When we begin to tap into how we feel about things, when we begin to listen and acknowledge our desires, we begin to live an erotically powerful life. As we begin to live that way, it allows us to dream up what an erotically powerful world would be. One where we all feel open, authentic, free, liberated, expansive, joyous, erotic, creative, connected, and powerful. And that dream and desire is fucking terrifying to those who believe they have to hoard power because it is so much easier to oppress and exert power over people who are not connected to their power within. 
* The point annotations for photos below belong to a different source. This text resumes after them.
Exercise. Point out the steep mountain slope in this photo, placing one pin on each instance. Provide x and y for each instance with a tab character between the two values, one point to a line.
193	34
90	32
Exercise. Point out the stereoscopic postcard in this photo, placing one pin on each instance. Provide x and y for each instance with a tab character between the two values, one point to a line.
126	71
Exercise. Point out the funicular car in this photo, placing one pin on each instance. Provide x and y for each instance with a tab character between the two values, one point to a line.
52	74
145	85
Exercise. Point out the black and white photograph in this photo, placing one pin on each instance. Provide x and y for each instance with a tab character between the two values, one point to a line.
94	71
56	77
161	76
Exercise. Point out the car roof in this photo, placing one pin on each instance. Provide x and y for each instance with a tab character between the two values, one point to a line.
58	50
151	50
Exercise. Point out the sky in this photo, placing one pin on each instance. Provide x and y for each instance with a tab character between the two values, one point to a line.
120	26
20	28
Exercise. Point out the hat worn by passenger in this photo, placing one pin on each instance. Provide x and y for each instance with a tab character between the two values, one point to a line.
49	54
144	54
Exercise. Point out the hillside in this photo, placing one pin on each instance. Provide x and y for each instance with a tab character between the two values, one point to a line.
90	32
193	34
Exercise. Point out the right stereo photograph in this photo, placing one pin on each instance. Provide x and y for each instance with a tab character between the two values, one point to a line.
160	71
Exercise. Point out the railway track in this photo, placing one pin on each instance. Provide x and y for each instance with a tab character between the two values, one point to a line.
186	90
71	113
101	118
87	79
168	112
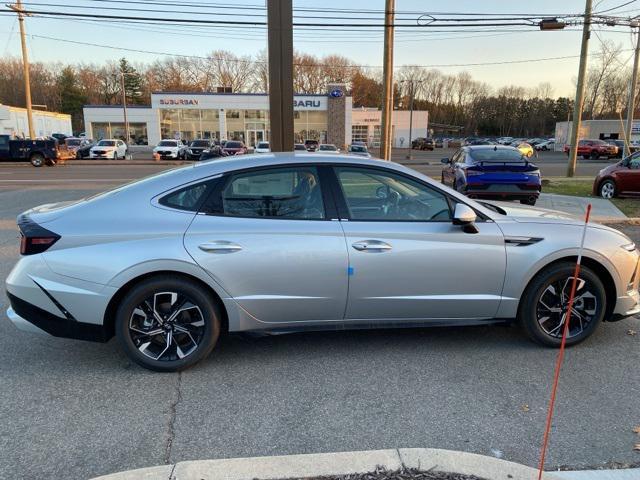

I am a pleasure based sex educator not because I only want people to have better sex.  I want people to be affirmed that in this oppressive world their body is deserving of more than just experiencing or even avoiding trauma, your body is deserving of experiencing pleasure. The erotic is an abundant, powerful resource that you always have access to and can indulge in. There are so many ways to reclaim, connect to, and amplify our erotic voice and power but a beautifully challenging place to start is by asking yourself - what is one thing that you deeply desire to say yes to in your life that you’ve been denying yourself?